President Barack Obama is aiming to underscore his commitment to a region weary of calamity as he travels to New Orleans on the fifth anniversary of Hurricane Katrina.
Obama ends his Martha's Vineyard vacation Sunday and heads to the Gulf, five years to the day from when Katrina roared ashore in Louisiana. Eighty percent of New Orleans was flooded when the storm tore through protective levees.
More than 1,800 people along the Gulf coast died in the storm, mostly in Louisiana.
After years where halting progress mixed often with setbacks and despair, the city was getting back on its feet when the BP oil spill dealt another blow. The exploded well spewed more than 200 million gallons of crude into the Gulf before it was capped in mid-July.
Obama is to speak Sunday afternoon at Xavier University, a historically black, Catholic university that was badly flooded by the storm. The White House says he will discuss what's been done and remains to be done in rebuilding from Katrina, and also talk about an oil spill cleanup that's been complicated by conflicting assessments of how much oil remains and its long-term effects.
For Obama, one challenge is to reassure residents who remain skeptical of government promises after witnessing former President George W. Bush's response to Katrina, which was criticized as out-of-touch and hamhanded.

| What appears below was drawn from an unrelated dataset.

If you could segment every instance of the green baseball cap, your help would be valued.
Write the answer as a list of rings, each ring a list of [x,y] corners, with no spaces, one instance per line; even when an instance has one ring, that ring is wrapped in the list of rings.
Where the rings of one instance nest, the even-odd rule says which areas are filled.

Although criticism of Obama's response to the Gulf oil spill rarely reached the level of anger directed at Bush, some still saw it as lacking in speed and coordination. Obama has work to do to change that perception.

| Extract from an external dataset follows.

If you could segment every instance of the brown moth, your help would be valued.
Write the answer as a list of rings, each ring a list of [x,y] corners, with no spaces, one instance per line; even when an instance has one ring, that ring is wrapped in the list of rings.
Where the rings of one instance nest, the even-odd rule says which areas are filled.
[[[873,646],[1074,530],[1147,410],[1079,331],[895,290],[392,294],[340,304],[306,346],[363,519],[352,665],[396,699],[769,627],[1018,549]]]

Moreover, Obama arrives as many residents of the Louisiana coast chafe under the moratorium on deepwater oil drilling he ordered in the wake of the spill, which is costing New Orleans' oil-industry-dependant economy. And many residents would like to see a greater federal commitment to restoring the coast's rapidly eroding wetlands which provide the first line of defense again hurricanes.
The one-day visit to New Orleans is the start of a grueling period for Obama, who must set a fall agenda amid punishing economic news. Crucial midterm elections loom in November.

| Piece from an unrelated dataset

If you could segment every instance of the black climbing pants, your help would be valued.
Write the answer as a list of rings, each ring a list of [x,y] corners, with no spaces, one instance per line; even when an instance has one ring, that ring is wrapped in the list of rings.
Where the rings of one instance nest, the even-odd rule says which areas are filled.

Tuesday marks the formal end to combat missions in Iraq, and Obama is to address troops in Ft. Bliss, Texas, and deliver an Oval Office speech. The next day he plunges into Middle East diplomacy, hosting Israeli Prime Minister Benjamin Netanyahu and Palestinian President Mahmoud Abbas for individual talks and a joint dinner ahead of direct negotiations Thursday between the leaders.
And once Congress returns after Labor Day, more battles await as Obama tries to push his legislative agenda.